-
Notifications
You must be signed in to change notification settings - Fork 8.3k
is_deleted for ReplacingMergeTree should delete the row during automatic merge #75100
Description
Company or project name
No response
Use case
is_deleted rows should automatically be removed from.the database for ReplacingMergeTree to simplify setup.
Describe the solution you'd like
From the docs, is_deleted rows do not get removed from clickhouse. Unfortunately the way the feature works at the moment is not really helpful. You're putting the onus back onto the developer that an is_deleted row still exists forever without manual intervention, and reclaiming that space requires some manual labour using a manual ALTER TABLE ... DELETE query (easy to forget, need to coordinate some async job process periodically or attach this on all delete operations) or an easy but expensive OPTIMIZE FINAL CLEANUP with experimental flags set.

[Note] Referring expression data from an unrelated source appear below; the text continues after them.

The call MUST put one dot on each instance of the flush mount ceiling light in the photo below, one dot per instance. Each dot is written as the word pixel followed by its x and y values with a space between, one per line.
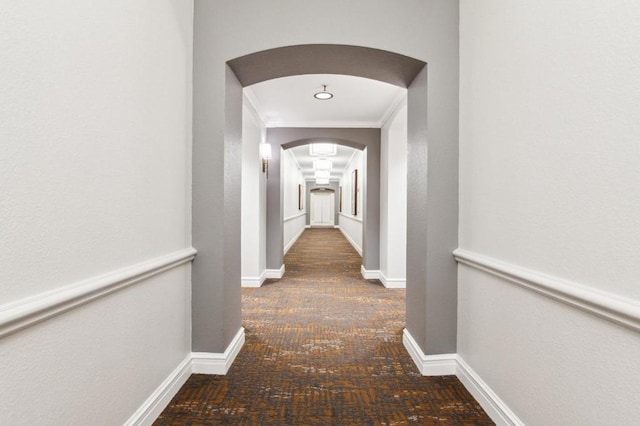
pixel 323 174
pixel 322 164
pixel 324 95
pixel 322 149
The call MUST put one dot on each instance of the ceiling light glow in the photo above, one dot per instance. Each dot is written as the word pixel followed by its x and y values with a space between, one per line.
pixel 324 95
pixel 322 164
pixel 322 149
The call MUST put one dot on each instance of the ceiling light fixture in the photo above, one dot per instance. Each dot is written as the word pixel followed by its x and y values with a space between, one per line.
pixel 322 164
pixel 322 149
pixel 324 95
pixel 323 174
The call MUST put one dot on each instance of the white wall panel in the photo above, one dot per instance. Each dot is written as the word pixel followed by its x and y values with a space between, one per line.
pixel 549 182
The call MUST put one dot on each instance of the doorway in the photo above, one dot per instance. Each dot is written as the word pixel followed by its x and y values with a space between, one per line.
pixel 322 208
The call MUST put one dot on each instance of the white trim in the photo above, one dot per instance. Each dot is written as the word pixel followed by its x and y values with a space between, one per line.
pixel 448 364
pixel 324 124
pixel 215 363
pixel 275 273
pixel 353 243
pixel 254 106
pixel 254 282
pixel 294 216
pixel 293 240
pixel 161 397
pixel 429 365
pixel 394 107
pixel 619 310
pixel 356 218
pixel 371 274
pixel 392 282
pixel 23 313
pixel 499 412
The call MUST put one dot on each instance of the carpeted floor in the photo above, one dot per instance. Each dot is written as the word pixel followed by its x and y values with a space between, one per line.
pixel 323 347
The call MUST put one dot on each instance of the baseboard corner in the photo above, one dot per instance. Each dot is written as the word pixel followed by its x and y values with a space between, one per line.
pixel 429 365
pixel 495 408
pixel 369 274
pixel 162 396
pixel 216 363
pixel 275 273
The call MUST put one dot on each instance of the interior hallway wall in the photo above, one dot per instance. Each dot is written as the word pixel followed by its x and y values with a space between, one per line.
pixel 351 224
pixel 293 212
pixel 393 200
pixel 550 188
pixel 95 129
pixel 425 30
pixel 254 195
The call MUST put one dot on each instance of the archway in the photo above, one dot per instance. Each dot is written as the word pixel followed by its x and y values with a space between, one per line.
pixel 216 228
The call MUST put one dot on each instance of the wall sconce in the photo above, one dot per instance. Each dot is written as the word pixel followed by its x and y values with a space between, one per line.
pixel 265 154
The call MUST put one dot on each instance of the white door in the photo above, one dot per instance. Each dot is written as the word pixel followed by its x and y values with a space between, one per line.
pixel 322 209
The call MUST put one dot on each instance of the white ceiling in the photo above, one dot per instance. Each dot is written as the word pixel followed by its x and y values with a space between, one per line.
pixel 357 102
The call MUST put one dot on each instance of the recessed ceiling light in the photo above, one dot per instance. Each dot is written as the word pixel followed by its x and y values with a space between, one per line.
pixel 324 95
pixel 322 164
pixel 322 149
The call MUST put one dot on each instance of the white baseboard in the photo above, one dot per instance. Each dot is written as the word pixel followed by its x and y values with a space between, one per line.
pixel 194 363
pixel 254 281
pixel 486 397
pixel 369 274
pixel 429 365
pixel 448 364
pixel 392 282
pixel 275 273
pixel 293 240
pixel 216 363
pixel 161 397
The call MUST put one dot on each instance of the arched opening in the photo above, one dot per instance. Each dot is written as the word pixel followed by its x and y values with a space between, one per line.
pixel 216 228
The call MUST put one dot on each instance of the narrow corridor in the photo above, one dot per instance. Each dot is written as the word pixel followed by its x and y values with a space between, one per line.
pixel 323 346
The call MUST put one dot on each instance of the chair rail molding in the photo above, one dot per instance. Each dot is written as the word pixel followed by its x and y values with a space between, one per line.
pixel 619 310
pixel 24 313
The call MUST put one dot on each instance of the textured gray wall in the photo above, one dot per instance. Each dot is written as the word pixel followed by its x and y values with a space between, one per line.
pixel 426 30
pixel 356 138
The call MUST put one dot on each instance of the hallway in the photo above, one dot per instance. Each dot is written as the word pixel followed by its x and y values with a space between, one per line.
pixel 323 346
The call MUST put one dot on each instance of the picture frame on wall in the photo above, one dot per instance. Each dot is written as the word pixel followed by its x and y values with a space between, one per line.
pixel 354 192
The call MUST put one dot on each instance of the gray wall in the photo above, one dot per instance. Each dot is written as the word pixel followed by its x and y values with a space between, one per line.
pixel 425 30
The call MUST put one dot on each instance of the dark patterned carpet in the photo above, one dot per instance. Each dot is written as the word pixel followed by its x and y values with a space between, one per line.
pixel 323 347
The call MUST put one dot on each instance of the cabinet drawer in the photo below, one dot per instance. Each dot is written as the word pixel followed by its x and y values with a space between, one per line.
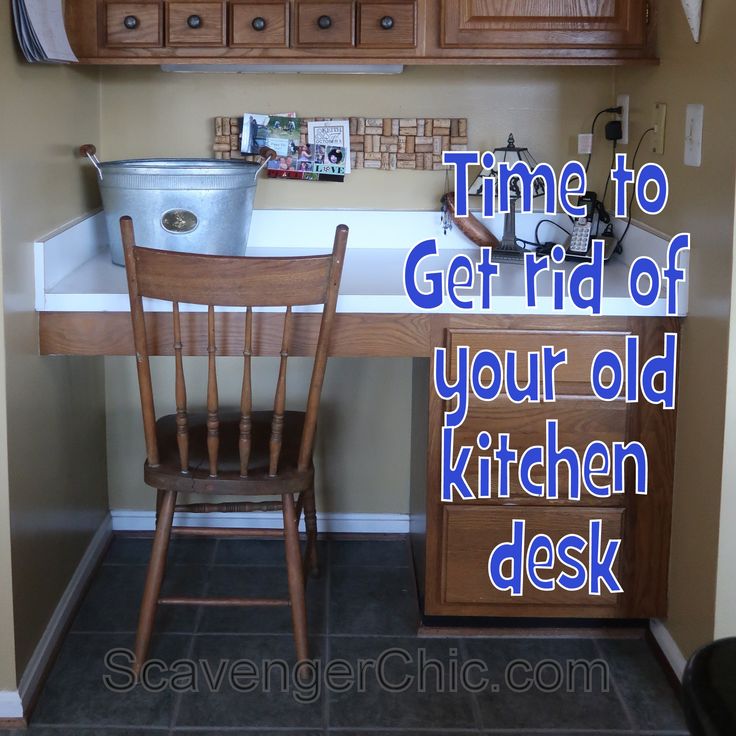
pixel 329 25
pixel 259 24
pixel 133 24
pixel 574 377
pixel 580 420
pixel 195 24
pixel 387 25
pixel 471 533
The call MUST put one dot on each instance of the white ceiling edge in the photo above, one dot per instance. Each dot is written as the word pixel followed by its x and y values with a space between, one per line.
pixel 694 11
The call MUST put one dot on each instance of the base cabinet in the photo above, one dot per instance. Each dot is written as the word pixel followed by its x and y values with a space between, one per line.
pixel 453 541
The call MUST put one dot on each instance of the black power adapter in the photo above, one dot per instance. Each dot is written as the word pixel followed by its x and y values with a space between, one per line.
pixel 614 131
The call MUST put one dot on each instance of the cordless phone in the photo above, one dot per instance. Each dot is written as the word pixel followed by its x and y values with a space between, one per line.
pixel 579 244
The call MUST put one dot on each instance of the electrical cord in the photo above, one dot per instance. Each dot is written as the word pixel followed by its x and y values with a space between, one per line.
pixel 633 189
pixel 613 110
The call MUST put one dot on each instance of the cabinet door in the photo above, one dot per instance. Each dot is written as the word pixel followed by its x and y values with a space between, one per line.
pixel 259 24
pixel 387 25
pixel 195 24
pixel 472 533
pixel 325 25
pixel 133 24
pixel 544 23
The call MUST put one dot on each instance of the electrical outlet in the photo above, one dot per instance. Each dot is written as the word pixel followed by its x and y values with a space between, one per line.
pixel 585 144
pixel 622 101
pixel 659 123
pixel 693 135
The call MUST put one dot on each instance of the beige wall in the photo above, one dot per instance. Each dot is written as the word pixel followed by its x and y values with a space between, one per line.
pixel 701 202
pixel 367 415
pixel 725 616
pixel 54 454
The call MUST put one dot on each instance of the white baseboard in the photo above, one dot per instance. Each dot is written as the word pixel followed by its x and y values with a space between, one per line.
pixel 31 678
pixel 132 520
pixel 668 646
pixel 11 707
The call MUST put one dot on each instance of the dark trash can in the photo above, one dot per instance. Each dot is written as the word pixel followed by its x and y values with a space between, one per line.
pixel 709 689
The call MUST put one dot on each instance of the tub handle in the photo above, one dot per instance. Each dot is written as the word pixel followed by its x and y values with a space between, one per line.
pixel 266 154
pixel 90 152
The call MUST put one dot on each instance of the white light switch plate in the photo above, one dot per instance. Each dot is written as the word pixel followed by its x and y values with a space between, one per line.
pixel 694 135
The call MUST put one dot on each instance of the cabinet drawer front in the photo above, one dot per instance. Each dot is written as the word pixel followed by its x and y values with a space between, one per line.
pixel 325 24
pixel 574 377
pixel 561 24
pixel 580 420
pixel 471 533
pixel 259 24
pixel 387 25
pixel 133 24
pixel 195 24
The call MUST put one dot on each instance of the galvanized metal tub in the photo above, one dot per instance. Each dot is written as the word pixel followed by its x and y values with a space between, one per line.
pixel 184 205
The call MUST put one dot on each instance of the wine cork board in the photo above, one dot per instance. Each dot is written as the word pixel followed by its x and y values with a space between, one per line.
pixel 375 143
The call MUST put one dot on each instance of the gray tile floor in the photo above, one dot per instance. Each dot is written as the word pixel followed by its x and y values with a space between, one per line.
pixel 229 671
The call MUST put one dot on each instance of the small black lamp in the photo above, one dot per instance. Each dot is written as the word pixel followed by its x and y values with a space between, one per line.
pixel 509 248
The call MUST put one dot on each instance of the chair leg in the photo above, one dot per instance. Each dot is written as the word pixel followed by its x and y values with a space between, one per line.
pixel 310 521
pixel 296 578
pixel 154 578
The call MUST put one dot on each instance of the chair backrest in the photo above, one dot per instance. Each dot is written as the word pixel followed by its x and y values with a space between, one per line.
pixel 231 281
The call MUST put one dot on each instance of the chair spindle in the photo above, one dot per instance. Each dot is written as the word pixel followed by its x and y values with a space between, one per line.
pixel 279 404
pixel 213 418
pixel 182 422
pixel 246 396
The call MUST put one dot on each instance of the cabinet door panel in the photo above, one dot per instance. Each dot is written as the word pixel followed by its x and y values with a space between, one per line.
pixel 473 532
pixel 259 24
pixel 550 23
pixel 571 378
pixel 133 24
pixel 195 24
pixel 580 420
pixel 328 25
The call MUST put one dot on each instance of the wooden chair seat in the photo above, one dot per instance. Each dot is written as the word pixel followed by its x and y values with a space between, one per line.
pixel 228 481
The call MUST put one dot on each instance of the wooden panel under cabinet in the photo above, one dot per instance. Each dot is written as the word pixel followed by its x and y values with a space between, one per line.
pixel 558 23
pixel 387 25
pixel 195 24
pixel 259 24
pixel 471 535
pixel 133 24
pixel 325 25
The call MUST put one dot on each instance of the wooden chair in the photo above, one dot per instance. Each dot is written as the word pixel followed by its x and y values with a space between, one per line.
pixel 244 453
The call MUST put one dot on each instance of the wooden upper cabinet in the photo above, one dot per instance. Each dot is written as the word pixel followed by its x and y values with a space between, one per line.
pixel 387 25
pixel 195 24
pixel 544 23
pixel 259 24
pixel 325 25
pixel 362 31
pixel 133 24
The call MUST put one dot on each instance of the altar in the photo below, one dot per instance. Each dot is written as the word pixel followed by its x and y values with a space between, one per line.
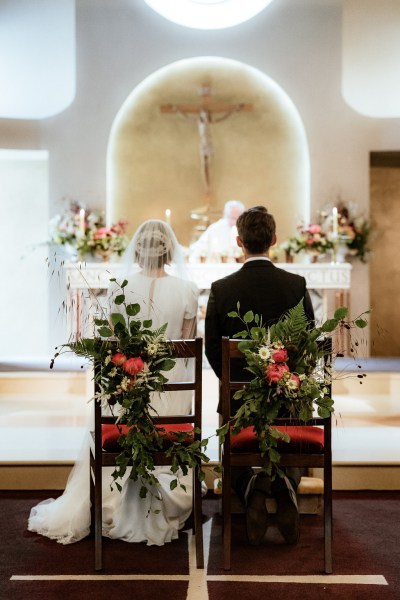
pixel 87 283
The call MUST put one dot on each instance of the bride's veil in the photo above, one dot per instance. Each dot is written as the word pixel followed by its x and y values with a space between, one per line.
pixel 153 246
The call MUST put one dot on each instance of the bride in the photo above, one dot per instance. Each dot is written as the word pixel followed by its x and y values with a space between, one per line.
pixel 154 267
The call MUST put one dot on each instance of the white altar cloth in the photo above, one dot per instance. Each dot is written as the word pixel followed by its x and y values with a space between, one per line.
pixel 87 284
pixel 319 276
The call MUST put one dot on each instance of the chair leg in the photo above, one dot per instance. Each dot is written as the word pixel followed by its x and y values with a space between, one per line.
pixel 226 519
pixel 328 520
pixel 198 520
pixel 98 501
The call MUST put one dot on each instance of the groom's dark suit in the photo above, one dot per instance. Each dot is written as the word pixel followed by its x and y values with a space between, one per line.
pixel 269 292
pixel 258 286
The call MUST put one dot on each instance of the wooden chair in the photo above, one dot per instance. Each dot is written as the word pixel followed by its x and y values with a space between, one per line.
pixel 310 447
pixel 99 457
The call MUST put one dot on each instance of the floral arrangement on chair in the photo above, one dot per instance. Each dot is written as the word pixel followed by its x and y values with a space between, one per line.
pixel 289 378
pixel 134 358
pixel 85 231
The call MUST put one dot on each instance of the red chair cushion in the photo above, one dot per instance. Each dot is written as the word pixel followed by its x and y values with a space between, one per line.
pixel 305 438
pixel 110 434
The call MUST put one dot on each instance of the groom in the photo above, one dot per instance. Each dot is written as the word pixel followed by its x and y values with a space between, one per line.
pixel 270 292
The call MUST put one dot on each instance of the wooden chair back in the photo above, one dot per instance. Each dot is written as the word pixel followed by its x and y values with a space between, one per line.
pixel 308 456
pixel 99 458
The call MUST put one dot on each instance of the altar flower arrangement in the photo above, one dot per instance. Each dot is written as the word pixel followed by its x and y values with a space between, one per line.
pixel 135 359
pixel 312 239
pixel 85 232
pixel 103 241
pixel 288 376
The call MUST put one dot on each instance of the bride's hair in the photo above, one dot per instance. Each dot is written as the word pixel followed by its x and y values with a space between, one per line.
pixel 153 246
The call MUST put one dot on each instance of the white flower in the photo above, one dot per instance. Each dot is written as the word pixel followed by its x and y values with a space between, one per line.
pixel 292 384
pixel 264 352
pixel 125 382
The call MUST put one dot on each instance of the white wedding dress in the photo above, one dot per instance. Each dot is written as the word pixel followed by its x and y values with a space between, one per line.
pixel 157 518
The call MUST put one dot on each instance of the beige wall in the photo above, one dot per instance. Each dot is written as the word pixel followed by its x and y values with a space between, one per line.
pixel 385 264
pixel 259 157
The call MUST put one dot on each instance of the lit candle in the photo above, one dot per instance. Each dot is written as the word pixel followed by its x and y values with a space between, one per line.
pixel 82 222
pixel 334 222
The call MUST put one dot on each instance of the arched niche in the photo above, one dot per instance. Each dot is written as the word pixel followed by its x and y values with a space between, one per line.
pixel 259 157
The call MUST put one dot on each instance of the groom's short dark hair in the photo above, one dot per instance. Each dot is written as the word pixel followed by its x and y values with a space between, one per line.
pixel 256 228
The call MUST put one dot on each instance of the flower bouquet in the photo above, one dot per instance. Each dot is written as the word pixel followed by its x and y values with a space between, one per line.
pixel 134 361
pixel 287 376
pixel 312 240
pixel 85 232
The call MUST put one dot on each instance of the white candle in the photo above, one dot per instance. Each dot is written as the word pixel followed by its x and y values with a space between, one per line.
pixel 82 222
pixel 334 222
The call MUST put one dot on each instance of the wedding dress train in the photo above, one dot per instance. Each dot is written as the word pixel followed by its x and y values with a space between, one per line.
pixel 157 518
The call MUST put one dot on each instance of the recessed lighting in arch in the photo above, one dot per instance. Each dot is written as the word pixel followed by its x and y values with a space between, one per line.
pixel 208 14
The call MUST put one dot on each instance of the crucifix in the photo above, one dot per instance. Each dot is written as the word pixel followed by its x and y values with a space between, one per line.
pixel 206 113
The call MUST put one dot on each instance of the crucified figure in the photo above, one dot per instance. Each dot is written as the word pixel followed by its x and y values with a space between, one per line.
pixel 205 114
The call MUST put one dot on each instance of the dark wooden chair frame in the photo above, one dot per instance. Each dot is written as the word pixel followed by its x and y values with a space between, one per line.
pixel 241 459
pixel 99 458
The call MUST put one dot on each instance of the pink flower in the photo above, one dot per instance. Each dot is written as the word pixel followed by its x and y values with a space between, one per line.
pixel 133 366
pixel 275 372
pixel 296 380
pixel 314 229
pixel 280 355
pixel 100 233
pixel 118 359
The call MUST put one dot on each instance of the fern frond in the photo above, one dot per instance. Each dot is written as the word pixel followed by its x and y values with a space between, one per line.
pixel 291 325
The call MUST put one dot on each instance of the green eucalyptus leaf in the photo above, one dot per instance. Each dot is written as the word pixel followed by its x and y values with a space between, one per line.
pixel 361 323
pixel 132 309
pixel 105 332
pixel 329 326
pixel 248 317
pixel 117 318
pixel 341 313
pixel 240 334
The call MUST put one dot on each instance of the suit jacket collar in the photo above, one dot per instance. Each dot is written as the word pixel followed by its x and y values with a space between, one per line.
pixel 258 264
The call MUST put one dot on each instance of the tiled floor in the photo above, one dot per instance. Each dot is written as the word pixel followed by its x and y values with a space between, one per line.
pixel 48 427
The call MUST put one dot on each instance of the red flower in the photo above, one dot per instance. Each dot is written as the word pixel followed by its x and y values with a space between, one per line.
pixel 280 355
pixel 133 366
pixel 274 373
pixel 118 359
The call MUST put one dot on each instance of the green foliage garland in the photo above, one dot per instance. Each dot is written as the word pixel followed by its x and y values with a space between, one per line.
pixel 289 377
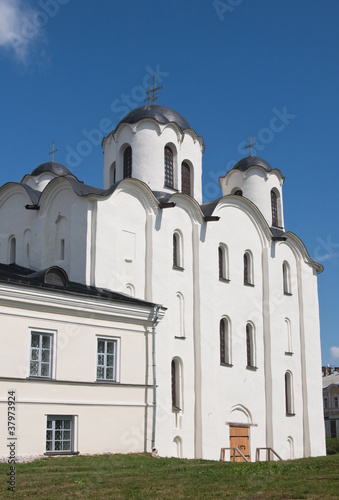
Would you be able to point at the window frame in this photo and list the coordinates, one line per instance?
(127, 162)
(250, 346)
(274, 208)
(177, 258)
(54, 433)
(176, 385)
(168, 167)
(225, 341)
(248, 268)
(186, 178)
(223, 263)
(286, 274)
(105, 354)
(289, 396)
(40, 349)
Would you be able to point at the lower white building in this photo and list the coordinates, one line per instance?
(135, 317)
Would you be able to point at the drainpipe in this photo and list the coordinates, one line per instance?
(154, 323)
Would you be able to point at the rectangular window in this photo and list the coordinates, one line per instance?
(59, 434)
(62, 249)
(333, 427)
(106, 360)
(41, 355)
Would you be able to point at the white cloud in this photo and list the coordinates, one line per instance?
(17, 34)
(334, 351)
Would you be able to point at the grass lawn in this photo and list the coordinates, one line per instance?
(143, 477)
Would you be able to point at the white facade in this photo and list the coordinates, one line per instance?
(238, 348)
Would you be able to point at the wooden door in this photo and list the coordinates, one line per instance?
(239, 438)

I'm still not totally understanding of why you can't remove any is_deleted rows during the automatic merge process. I can see some complications around making sure you're considering all possible PKs when doing the merge, but it still seems possible at a smaller extra coordination cost.
I find these kinds of decisions make the concept leak everywhere on the developer side rather than on the database which should know how to handle it by the pros. As such, is it possible to handle this in ClickHouse?
Describe alternatives you've considered
Using OPTIMIZE FINAL CLEANUP is not recommended by you, manual deletion requires extra onus as per above.
Additional context
No response